Demonstrantin: Scheiß Kommunisten!
Die Gegendemonstrantin fühlt sich beleidigt und schubst die Demonstrantin samt Bayernflagge zu Boden.
Demonstrantin (sich wieder aufrappelnd): Hey!
Die Demonstrantin schubst gleichfalls ihre Kontrahentin.
Gegendemonstrantin (aggressiv): Eh, geht’s noch?
Zwischen die Streitenden stellt sich plötzlich ein Polizist in einer naturgrünen Uniform.
Polizist: MitbürgerInnen, was gibt es hier für ein Problem?
Gegendemonstrantin (verächtlich auf die Bayern-Sympathisantin zeigend): Die hat mich geschubst!
Demonstrantin: Äh, aber sie ist zuerst auf mich losgegangen.
Polizist (zur Demonstrantin mit der Bayern-Flagge): Kommen Sie bitte mit! Ich möchte Ihre Personalien aufnehmen.
Demonstrantin (vom Polizisten mit einem festen Griff abgeführt): Hallo?

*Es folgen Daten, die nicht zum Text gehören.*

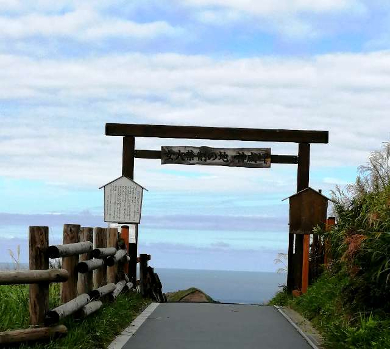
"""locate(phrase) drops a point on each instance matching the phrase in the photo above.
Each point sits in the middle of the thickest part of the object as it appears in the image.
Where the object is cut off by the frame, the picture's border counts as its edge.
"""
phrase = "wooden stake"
(143, 265)
(305, 264)
(100, 240)
(119, 256)
(128, 157)
(330, 222)
(125, 239)
(38, 260)
(85, 282)
(302, 183)
(133, 263)
(69, 288)
(118, 289)
(112, 241)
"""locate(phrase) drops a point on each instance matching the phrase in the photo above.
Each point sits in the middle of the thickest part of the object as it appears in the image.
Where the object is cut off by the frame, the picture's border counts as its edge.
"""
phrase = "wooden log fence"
(103, 252)
(32, 334)
(84, 251)
(33, 276)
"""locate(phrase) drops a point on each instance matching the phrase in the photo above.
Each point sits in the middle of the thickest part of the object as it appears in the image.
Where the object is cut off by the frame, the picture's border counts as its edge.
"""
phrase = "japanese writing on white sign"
(122, 201)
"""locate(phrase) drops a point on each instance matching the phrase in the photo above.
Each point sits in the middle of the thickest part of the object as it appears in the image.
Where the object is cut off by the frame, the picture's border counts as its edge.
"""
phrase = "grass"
(350, 303)
(179, 295)
(343, 326)
(96, 331)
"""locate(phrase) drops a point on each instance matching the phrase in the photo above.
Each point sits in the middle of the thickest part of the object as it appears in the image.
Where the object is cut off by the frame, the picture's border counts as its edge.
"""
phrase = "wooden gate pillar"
(295, 260)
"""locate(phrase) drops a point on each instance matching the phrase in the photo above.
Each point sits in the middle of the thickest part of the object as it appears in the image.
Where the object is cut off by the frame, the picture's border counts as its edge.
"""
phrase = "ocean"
(223, 286)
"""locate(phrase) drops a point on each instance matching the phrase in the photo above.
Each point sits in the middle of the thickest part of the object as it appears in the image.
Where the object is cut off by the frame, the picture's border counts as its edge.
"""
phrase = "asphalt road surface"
(214, 326)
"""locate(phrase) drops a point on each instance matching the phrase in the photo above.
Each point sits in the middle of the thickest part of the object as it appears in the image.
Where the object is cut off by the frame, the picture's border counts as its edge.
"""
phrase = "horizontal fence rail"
(88, 277)
(33, 276)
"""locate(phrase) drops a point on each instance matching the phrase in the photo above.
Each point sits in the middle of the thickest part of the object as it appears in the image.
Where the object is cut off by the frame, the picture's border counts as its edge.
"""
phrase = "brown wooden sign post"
(302, 137)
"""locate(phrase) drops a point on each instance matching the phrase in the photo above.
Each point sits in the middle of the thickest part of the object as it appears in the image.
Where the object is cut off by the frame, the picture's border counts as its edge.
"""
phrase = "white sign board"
(122, 201)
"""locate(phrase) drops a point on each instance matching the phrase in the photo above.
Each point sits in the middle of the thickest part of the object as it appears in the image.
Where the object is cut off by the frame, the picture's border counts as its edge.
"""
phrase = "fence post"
(133, 262)
(69, 288)
(143, 265)
(125, 240)
(112, 241)
(305, 263)
(330, 222)
(38, 260)
(100, 240)
(85, 281)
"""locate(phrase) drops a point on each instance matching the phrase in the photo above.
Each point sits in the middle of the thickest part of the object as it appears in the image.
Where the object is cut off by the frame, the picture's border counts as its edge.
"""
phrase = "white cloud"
(53, 112)
(270, 7)
(292, 19)
(80, 24)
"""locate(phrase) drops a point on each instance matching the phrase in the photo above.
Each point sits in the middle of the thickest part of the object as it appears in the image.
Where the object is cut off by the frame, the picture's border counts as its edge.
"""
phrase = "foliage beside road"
(350, 302)
(96, 331)
(185, 295)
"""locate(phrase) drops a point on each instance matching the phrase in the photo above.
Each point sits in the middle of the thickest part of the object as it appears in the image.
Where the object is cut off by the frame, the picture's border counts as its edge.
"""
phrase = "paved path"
(215, 326)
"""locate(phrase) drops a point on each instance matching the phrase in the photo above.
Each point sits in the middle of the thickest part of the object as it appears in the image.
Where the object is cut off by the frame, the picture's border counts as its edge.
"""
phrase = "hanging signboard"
(234, 157)
(122, 201)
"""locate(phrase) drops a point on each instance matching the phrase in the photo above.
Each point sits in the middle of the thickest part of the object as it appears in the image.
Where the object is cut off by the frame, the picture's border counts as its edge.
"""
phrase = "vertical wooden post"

Hören Sie mir überhaupt zu?
Die beiden Gegendemonstranten lächeln schadenfroh, während der zurückgebliebene Demonstrant seine Bayern-Fahne fallen gelassen und sich in die Menge geflüchtet hat.
2. Akt: Auf der Straße
Drei Freunde spazieren durch das Stadtzentrum. An den Fassaden der Hochhäuser werden auf riesigen LED-Bildschirmen in 8K-Qualität News und Reklame ausgestrahlt. Vor einer besonders beeindruckenden Werbung mit 3D-Effekten bleiben die Freunde stehen. Ein Model mit einer stylischen Sonnenbrille scheint, von einer eingängigen Werbestimme begleitet, wie aus dem Bild auf die drei zuzugehen.
Werbestimme: Liebe MitbürgerInnen, hatten Sie schon mal eine Gleitsichtbrille, die gleichzeitig eine Sonnenbrille ist? Nein? Dann sollten Sie sich unsere „Multifunction Glasses“ (das Model fasst sich betont an die Brille) anschauen! Dank der praktischen GPS-Wegbeschreibung wissen Sie immer genau Bescheid, wo Sie hinmüssen. Die smarte Kamera der Multifunction Glassesüberzeugt mit gestochen scharfen Aufnahmen in 16K-Quality. Und die Glasses ermöglichen jetzt auch Facetime-Anrufe. Das intelligente Mikrofon, das unsichtbar in den Brillenbügeln eingebaut ist, hilft dabei, Nachrichten bequem ohne Benutzung einer Tastatur zu versenden.
Freundin 1 (mit leuchtenden Augen): Wow!
Werbestimme: Seien Sie einer von wenigen Besitzern dieser außergewöhnlichen Brille für den unschlagbaren Preis von nur 599 €. Schlagen Sie jetzt zu! Weitere Informationen finden Sie unter yourglasses.com oder über die 0800/535353.
Freundin 1 (sich an die Freunde wendend): Krass, habt ihr diese Brille gesehen? Ist die nicht cool?
Freund: Hmm, dieses Angebot hat doch mehr als einen Haken, oder?
Freundin 2: Ja, das sieht ganz so aus!
Freundin 1: Nee, das Ding ist doch voll abgefahren!
Freund (mit einem Stirnrunzeln): Und voll die Geldverschwendung!
Freundin 2: Und getestet wurde die sicher auch viel zu wenig, zumal sie ganz neu ist.
Freund: Und außerdem hat sie bestimmt keinen richtigen Datenschutz.
Freundin 1 (mit Schmollmund): Ach ihr Spielverderber! Auch wenn ihr vielleicht wirklich recht habt.
Die drei Freunde ziehen weiter, obwohl sich die eine Freundin noch einmal nach der Werbung umdreht.